パナ、提案力強化へ専門部署新設 企業向け事業

 パナソニックは17日、製造業や流通の現場の生産性向上や働き方改革などを支援する企業向け事業について、顧客への提案力を強化するための専門部署を来年1月に新設すると発表した。ロボットによる業務の自動化や情報通信技術(ICT)を活用したシステム構築を通じ、企業の人手不足への対応や業務の効率化を後押しする。

 新部署の「現場プロセス本部」は工場や店舗の運営、物流業務や最新のロボット技術などに詳しい約350人で発足する予定。業務改善に役立つパナソニックの技術をショールームのように展示する「カスタマーエクスペリエンスセンター」も東京都内に設置し、報道陣に17日公開した。
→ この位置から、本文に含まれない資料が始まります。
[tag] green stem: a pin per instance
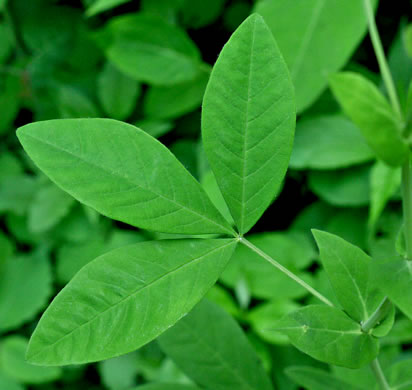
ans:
(377, 370)
(380, 55)
(288, 273)
(407, 205)
(376, 317)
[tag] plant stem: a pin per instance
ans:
(380, 55)
(407, 205)
(281, 268)
(377, 315)
(377, 370)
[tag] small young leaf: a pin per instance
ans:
(149, 49)
(321, 27)
(312, 378)
(123, 173)
(394, 279)
(369, 110)
(248, 121)
(328, 142)
(329, 335)
(12, 361)
(347, 267)
(117, 92)
(210, 347)
(126, 298)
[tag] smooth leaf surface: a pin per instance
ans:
(394, 279)
(362, 101)
(329, 335)
(126, 298)
(123, 173)
(321, 27)
(248, 121)
(348, 269)
(149, 49)
(25, 289)
(210, 347)
(117, 93)
(12, 361)
(312, 378)
(384, 182)
(328, 142)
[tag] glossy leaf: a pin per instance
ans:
(25, 289)
(348, 187)
(12, 352)
(321, 27)
(370, 111)
(123, 173)
(210, 347)
(348, 269)
(126, 298)
(117, 93)
(394, 279)
(149, 49)
(312, 378)
(329, 335)
(328, 142)
(248, 121)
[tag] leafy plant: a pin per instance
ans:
(198, 206)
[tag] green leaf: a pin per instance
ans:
(117, 93)
(48, 207)
(329, 335)
(5, 381)
(370, 111)
(176, 100)
(384, 182)
(126, 298)
(12, 361)
(394, 279)
(74, 104)
(348, 187)
(200, 13)
(99, 6)
(263, 317)
(248, 121)
(312, 378)
(120, 372)
(293, 251)
(25, 288)
(148, 49)
(348, 267)
(322, 40)
(328, 142)
(211, 348)
(123, 173)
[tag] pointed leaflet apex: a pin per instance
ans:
(248, 121)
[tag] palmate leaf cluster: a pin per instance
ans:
(189, 213)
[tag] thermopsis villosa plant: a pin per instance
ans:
(129, 296)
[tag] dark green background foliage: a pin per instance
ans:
(147, 63)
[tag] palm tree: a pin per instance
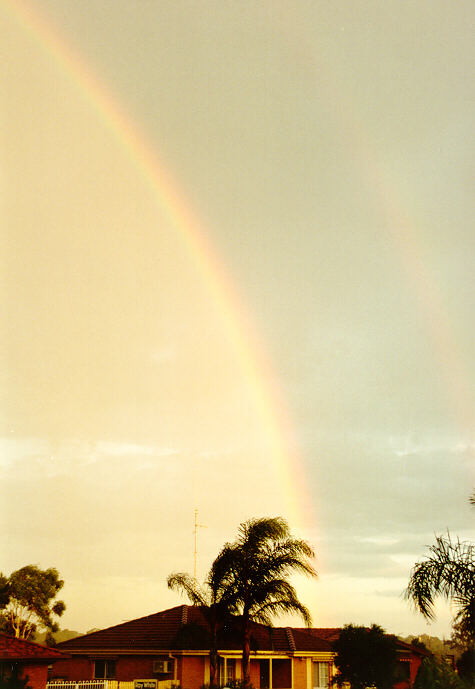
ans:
(212, 598)
(449, 571)
(256, 569)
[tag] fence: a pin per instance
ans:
(108, 684)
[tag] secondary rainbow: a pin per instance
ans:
(237, 323)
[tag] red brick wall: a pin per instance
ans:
(300, 673)
(73, 668)
(37, 675)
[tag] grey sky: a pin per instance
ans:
(326, 148)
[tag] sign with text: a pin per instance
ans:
(145, 684)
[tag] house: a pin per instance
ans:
(28, 659)
(172, 647)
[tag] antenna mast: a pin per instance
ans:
(195, 531)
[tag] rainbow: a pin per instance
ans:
(237, 324)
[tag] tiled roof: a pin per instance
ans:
(166, 630)
(332, 634)
(329, 634)
(19, 649)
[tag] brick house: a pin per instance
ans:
(171, 647)
(29, 659)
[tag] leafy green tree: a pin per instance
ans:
(214, 599)
(365, 657)
(256, 568)
(14, 681)
(466, 666)
(30, 603)
(4, 591)
(448, 571)
(435, 674)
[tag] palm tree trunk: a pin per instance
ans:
(246, 649)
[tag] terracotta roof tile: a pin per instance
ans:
(166, 630)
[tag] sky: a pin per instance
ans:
(236, 277)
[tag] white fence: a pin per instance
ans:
(107, 684)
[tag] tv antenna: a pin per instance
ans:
(195, 531)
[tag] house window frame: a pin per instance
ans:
(110, 668)
(316, 674)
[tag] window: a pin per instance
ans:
(104, 669)
(281, 673)
(264, 674)
(321, 675)
(230, 670)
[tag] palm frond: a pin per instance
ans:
(448, 571)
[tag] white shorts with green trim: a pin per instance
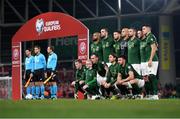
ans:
(146, 70)
(137, 68)
(100, 79)
(140, 83)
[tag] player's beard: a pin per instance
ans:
(130, 36)
(95, 40)
(102, 37)
(116, 39)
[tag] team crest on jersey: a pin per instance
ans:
(97, 49)
(15, 54)
(107, 44)
(82, 47)
(39, 25)
(129, 67)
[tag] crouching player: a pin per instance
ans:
(79, 76)
(90, 84)
(51, 71)
(28, 74)
(112, 77)
(39, 69)
(128, 77)
(101, 70)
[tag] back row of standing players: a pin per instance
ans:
(124, 65)
(37, 70)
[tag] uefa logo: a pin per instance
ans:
(15, 54)
(82, 47)
(39, 25)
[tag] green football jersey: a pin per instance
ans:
(134, 51)
(142, 50)
(80, 73)
(97, 49)
(150, 39)
(112, 73)
(107, 48)
(99, 67)
(124, 71)
(117, 47)
(90, 77)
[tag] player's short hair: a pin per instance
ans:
(122, 56)
(118, 31)
(78, 60)
(51, 47)
(37, 47)
(147, 25)
(106, 29)
(134, 29)
(29, 49)
(114, 55)
(95, 54)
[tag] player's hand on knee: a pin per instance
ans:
(85, 86)
(45, 75)
(81, 82)
(24, 77)
(107, 85)
(52, 73)
(73, 83)
(31, 75)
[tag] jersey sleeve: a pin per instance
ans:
(33, 64)
(54, 62)
(152, 39)
(43, 59)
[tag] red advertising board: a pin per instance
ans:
(45, 26)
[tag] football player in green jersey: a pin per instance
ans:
(79, 76)
(101, 70)
(107, 44)
(128, 76)
(96, 46)
(90, 85)
(117, 45)
(134, 50)
(151, 60)
(124, 41)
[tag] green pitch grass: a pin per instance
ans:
(90, 108)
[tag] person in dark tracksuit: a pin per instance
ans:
(51, 71)
(29, 70)
(39, 72)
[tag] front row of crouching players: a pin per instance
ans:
(97, 80)
(86, 81)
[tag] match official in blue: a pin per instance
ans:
(39, 72)
(51, 71)
(29, 70)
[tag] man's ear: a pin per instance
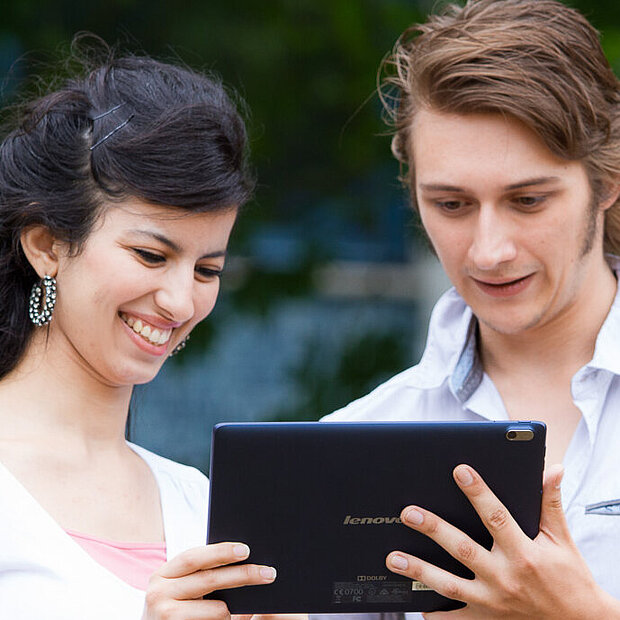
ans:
(41, 250)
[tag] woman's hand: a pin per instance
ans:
(175, 591)
(545, 578)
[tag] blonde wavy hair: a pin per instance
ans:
(536, 60)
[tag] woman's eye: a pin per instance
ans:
(208, 272)
(149, 257)
(450, 205)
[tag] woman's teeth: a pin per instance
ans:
(152, 334)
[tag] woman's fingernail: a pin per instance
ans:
(463, 475)
(413, 516)
(241, 551)
(399, 562)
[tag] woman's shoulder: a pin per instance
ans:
(165, 468)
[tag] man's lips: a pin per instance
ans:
(504, 287)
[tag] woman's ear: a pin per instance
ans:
(41, 250)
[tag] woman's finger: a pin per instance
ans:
(186, 610)
(204, 582)
(201, 558)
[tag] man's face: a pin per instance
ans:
(514, 226)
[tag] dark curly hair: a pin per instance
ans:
(129, 127)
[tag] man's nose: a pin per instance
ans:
(493, 241)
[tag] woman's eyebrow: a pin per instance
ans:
(440, 187)
(172, 245)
来年1月にオープンし、顧客企業と協議しながらニーズに応じたシステムやサービスを提供する。

 パナソニックは今年10月から中国の火鍋レストランで厨房(ちゅうぼう)ロボットが具材を取り分ける自動化システムを提供するなど、企業向けビジネスを強化している。

 樋口泰行専務執行役員は「現場での自動化は待ったなしのニーズがあり、製造現場で養ってきたノウハウでここに集中する」と語った。